It was hardly a bow that Gwendolen gave--rather, it was the slightest forward sweep of the head away from the physiognomy that inclined itself toward her, and she immediately moved toward her seat, saying, "I want to put on my burnous." No sooner had she reached it, than Mr. Lush was there, and had the burnous in his hand: to annoy this supercilious young lady, he would incur the offense of forestalling Grandcourt; and, holding up the garment close to Gwendolen, he said, "Pray, permit me?" But she, wheeling away from him as if he had been a muddy hound, glided on to the ottoman, saying, "No, thank you."

A man who forgave this would have much Christian feeling, supposing he had intended to be agreeable to the young lady; but before he seized the burnous Mr. Lush had ceased to have that intention. Grandcourt quietly took the drapery from him, and Mr. Lush, with a slight bow, moved away. "You had perhaps better put it on," said Mr. Grandcourt, looking down on her without change of expression.

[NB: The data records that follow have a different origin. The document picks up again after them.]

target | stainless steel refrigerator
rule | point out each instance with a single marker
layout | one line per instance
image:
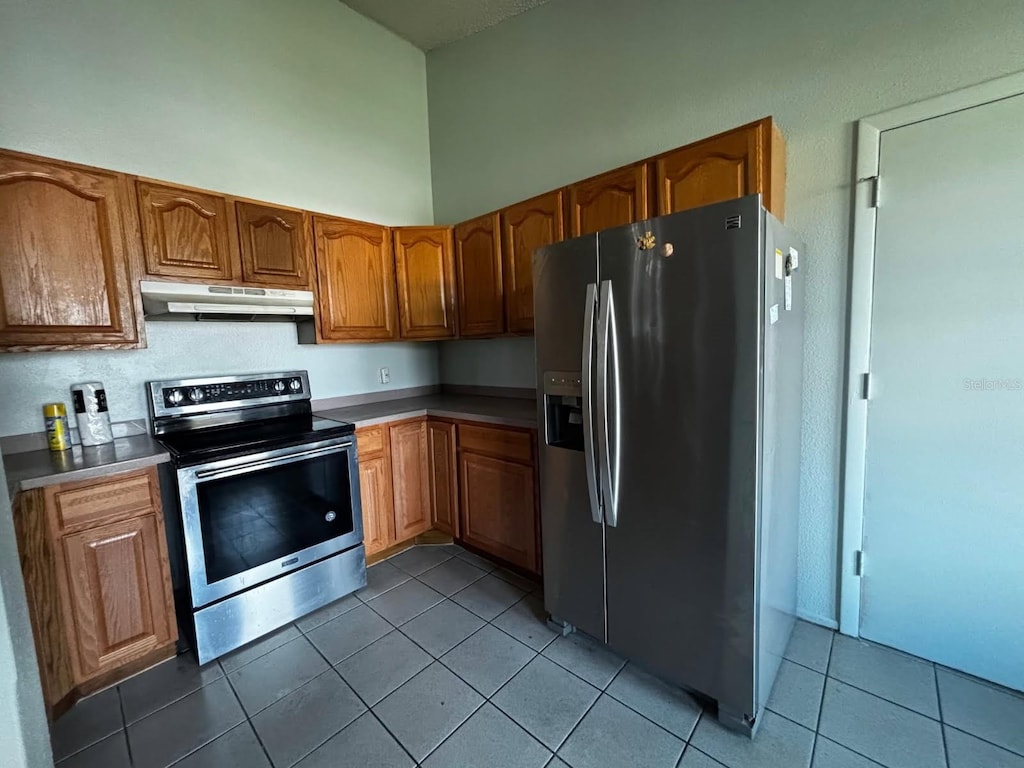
(669, 367)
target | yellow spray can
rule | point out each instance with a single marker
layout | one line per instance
(57, 434)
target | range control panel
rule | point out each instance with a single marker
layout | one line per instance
(288, 386)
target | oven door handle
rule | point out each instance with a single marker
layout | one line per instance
(213, 474)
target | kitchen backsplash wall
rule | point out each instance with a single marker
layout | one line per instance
(188, 349)
(305, 103)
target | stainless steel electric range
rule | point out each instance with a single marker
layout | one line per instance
(269, 523)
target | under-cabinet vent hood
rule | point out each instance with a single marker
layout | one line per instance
(192, 301)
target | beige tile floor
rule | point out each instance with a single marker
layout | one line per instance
(445, 659)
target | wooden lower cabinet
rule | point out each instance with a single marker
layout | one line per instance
(411, 478)
(498, 511)
(475, 482)
(96, 576)
(443, 482)
(375, 488)
(119, 592)
(378, 506)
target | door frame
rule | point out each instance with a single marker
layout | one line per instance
(861, 276)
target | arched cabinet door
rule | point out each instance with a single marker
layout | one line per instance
(186, 232)
(426, 282)
(478, 276)
(526, 226)
(275, 246)
(354, 281)
(69, 256)
(613, 199)
(744, 161)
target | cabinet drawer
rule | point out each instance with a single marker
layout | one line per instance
(506, 443)
(107, 499)
(370, 440)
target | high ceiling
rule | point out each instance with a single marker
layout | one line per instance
(430, 24)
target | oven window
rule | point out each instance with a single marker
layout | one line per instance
(259, 517)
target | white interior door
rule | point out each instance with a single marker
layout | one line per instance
(944, 471)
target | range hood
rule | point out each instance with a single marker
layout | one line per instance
(192, 301)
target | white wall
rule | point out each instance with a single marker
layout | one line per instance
(305, 103)
(25, 738)
(579, 86)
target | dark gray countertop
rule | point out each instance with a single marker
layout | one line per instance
(508, 412)
(36, 469)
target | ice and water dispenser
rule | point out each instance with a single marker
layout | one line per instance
(563, 410)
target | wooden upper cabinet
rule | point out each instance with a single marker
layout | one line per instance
(426, 282)
(441, 456)
(613, 199)
(744, 161)
(120, 595)
(410, 478)
(478, 274)
(355, 281)
(69, 256)
(186, 232)
(526, 226)
(274, 245)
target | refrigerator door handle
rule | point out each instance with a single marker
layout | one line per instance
(608, 459)
(613, 432)
(589, 450)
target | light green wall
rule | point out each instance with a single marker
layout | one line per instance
(579, 86)
(305, 103)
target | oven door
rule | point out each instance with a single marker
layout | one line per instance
(252, 518)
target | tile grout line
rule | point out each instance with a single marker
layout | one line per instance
(882, 698)
(537, 653)
(821, 700)
(248, 720)
(984, 740)
(370, 709)
(942, 723)
(124, 726)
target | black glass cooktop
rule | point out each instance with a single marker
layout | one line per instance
(200, 445)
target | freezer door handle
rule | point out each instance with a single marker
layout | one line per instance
(590, 453)
(607, 393)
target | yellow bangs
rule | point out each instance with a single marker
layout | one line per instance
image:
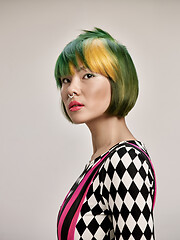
(100, 60)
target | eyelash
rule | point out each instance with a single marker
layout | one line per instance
(91, 75)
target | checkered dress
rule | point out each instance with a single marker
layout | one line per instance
(113, 198)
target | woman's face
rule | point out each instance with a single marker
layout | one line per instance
(91, 90)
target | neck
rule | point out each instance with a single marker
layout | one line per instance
(106, 132)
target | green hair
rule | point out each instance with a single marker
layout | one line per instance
(113, 61)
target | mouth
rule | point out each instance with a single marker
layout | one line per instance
(75, 105)
(76, 108)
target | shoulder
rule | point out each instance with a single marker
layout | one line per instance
(126, 159)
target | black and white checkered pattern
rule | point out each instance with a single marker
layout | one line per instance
(119, 202)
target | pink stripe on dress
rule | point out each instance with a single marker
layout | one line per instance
(74, 220)
(73, 198)
(152, 168)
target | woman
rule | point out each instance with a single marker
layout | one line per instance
(114, 196)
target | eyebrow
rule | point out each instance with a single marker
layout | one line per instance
(82, 68)
(78, 70)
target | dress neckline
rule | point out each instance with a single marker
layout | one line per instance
(136, 142)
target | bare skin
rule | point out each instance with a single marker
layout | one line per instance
(106, 133)
(93, 90)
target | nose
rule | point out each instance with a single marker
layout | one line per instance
(74, 86)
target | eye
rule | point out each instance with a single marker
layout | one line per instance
(65, 80)
(88, 75)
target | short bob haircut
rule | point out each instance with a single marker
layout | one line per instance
(99, 52)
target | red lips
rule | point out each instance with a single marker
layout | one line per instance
(74, 103)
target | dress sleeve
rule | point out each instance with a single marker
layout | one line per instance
(127, 190)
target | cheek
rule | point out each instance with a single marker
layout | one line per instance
(101, 93)
(62, 94)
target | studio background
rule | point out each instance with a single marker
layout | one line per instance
(41, 153)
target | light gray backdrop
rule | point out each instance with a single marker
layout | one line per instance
(41, 153)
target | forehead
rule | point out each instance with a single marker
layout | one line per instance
(76, 70)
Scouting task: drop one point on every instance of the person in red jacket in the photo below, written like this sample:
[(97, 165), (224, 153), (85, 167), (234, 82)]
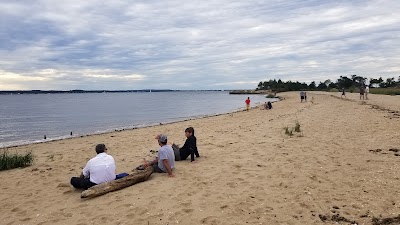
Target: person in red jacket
[(247, 103)]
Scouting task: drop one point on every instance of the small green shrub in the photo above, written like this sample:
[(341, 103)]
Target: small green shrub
[(288, 131), (11, 161)]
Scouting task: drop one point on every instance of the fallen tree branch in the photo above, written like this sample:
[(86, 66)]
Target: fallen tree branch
[(136, 177)]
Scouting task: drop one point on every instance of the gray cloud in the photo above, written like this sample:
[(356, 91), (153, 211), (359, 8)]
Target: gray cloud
[(193, 45)]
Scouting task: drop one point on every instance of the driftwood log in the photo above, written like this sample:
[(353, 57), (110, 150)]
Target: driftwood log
[(136, 177)]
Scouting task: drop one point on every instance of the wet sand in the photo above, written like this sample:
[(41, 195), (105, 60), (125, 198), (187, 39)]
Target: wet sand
[(345, 161)]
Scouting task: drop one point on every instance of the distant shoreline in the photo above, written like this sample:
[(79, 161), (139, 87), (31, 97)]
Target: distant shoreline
[(115, 130), (17, 92)]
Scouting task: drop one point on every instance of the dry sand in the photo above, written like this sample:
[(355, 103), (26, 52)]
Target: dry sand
[(249, 172)]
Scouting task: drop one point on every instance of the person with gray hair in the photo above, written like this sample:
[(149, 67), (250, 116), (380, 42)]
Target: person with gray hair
[(165, 160)]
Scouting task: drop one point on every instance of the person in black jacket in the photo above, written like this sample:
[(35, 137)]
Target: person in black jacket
[(189, 148)]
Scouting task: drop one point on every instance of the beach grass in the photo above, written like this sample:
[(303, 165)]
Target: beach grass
[(288, 131), (385, 91), (11, 161)]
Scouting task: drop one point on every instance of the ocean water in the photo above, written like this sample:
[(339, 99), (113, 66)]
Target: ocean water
[(27, 118)]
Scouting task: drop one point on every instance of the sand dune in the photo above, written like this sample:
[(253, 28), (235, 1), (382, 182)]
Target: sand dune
[(343, 162)]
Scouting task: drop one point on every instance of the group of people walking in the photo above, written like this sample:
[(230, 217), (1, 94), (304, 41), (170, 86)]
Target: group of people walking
[(102, 168)]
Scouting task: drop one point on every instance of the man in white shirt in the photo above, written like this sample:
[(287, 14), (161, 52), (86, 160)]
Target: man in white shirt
[(99, 169)]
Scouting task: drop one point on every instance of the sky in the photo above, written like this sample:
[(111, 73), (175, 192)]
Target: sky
[(188, 45)]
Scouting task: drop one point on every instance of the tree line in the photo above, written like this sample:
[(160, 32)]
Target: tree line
[(354, 81)]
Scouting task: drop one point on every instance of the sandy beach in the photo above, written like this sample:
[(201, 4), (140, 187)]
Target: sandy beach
[(343, 162)]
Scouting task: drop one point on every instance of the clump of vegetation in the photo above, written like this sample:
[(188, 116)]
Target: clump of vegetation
[(11, 161), (289, 131)]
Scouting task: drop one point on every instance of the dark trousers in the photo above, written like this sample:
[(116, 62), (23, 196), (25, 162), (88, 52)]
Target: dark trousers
[(81, 183), (156, 168)]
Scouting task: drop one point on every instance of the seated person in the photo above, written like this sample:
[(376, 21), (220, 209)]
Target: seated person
[(165, 160), (189, 148), (99, 169), (263, 106), (269, 105)]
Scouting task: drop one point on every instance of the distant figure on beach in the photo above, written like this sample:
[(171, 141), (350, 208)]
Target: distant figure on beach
[(99, 169), (269, 105), (301, 96), (247, 103), (189, 148), (362, 91), (165, 160)]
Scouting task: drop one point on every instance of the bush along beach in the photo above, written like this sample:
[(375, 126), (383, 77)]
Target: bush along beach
[(11, 161)]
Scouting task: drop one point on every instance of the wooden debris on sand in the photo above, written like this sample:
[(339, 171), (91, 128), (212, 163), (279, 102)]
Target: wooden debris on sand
[(136, 177)]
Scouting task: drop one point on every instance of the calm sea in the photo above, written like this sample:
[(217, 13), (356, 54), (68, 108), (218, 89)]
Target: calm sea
[(27, 118)]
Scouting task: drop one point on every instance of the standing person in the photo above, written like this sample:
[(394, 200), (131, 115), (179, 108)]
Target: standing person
[(366, 92), (165, 160), (99, 169), (301, 96), (189, 148), (362, 91), (343, 93), (247, 103)]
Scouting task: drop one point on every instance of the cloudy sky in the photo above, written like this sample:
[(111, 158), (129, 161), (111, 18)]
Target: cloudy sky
[(214, 44)]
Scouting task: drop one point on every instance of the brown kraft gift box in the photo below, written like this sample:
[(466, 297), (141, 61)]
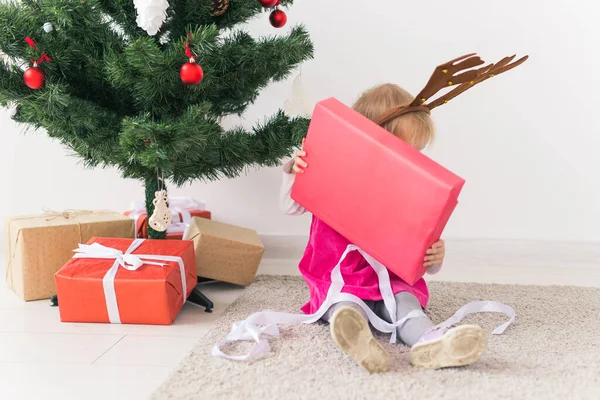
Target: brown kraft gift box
[(38, 246), (225, 252)]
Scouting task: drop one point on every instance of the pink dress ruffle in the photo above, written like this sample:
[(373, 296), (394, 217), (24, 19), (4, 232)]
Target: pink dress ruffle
[(323, 251)]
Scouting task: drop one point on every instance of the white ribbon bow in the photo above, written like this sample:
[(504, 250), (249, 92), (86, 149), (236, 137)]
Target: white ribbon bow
[(131, 262), (249, 329)]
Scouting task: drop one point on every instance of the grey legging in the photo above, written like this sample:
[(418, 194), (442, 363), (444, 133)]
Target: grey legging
[(410, 332)]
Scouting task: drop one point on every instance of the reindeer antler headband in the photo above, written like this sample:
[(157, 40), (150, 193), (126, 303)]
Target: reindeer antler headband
[(449, 74)]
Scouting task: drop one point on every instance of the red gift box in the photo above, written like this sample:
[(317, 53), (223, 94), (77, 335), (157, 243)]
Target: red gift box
[(405, 199), (151, 294)]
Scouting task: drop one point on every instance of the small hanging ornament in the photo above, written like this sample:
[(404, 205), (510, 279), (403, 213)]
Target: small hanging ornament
[(161, 217), (219, 7), (34, 76), (191, 72), (278, 18), (299, 103), (268, 3), (151, 14)]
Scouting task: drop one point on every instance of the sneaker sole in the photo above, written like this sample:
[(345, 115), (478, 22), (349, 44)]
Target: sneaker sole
[(352, 334), (461, 346)]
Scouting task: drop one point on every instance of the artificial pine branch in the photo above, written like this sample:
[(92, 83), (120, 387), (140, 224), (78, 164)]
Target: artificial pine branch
[(114, 97)]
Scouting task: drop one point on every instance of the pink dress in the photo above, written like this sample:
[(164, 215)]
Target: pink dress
[(323, 251)]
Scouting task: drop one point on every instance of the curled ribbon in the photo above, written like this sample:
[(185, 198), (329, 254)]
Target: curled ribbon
[(265, 323)]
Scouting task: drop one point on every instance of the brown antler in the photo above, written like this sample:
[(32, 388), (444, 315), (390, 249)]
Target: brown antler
[(446, 75), (482, 74), (443, 76)]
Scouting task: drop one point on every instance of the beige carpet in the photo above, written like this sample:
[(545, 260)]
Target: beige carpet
[(551, 352)]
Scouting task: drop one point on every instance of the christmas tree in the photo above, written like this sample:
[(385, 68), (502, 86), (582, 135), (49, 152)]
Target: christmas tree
[(141, 85)]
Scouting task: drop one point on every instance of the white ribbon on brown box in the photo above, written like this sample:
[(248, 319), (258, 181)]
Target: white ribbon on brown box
[(265, 322), (131, 262), (179, 206)]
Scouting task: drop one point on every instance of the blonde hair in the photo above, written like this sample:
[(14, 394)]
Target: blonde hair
[(415, 128)]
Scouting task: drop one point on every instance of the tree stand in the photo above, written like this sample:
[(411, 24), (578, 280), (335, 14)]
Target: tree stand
[(198, 298)]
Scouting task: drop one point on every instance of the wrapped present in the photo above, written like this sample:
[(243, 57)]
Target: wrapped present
[(37, 246), (126, 281), (405, 198), (225, 252), (183, 209)]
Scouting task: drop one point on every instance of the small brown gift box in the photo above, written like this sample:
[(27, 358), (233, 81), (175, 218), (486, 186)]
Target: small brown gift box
[(225, 252), (38, 246)]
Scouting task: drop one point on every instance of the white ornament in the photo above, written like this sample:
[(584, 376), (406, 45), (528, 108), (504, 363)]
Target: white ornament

"Thanks; perhaps it would be wise," said Gwendolen, rising, and submitting very gracefully to take the burnous on her shoulders.

After that, Mr. Grandcourt exchanged a few polite speeches with Mrs. Davilow, and, in taking leave, asked permission to call at Offendene the next day. He was evidently not offended by the insult directed toward his friend. Certainly Gwendolen's refusal of the burnous from Mr. Lush was open to the interpretation that she wished to receive it from Mr. Grandcourt. But she, poor child, had no design in this action, and was simply following her antipathy and inclination, confiding in them as she did in the more reflective judgments into which they entered as sap into leafage. Gwendolen had no sense that these men were dark enigmas to her, or that she needed any help in drawing conclusions about them--Mr. Grandcourt at least. The chief question was, how far his character and ways might answer her wishes; and unless she were satisfied about that, she had said to herself that she would not accept his offer.

Could there be a slenderer, more insignificant thread in human history than this consciousness of a girl, busy with her small inferences of the way in which she could make her life pleasant?--in a time, too, when ideas were with fresh vigor making armies of themselves, and the universal kinship was declaring itself fiercely; when women on the other side of the world would not mourn for the husbands and sons who died bravely in a common cause, and men stinted of bread on our side of the world heard of that willing loss and were patient: a time when the soul of man was walking to pulses which had for centuries been beating in him unfelt, until their full sum made a new life of terror or of joy.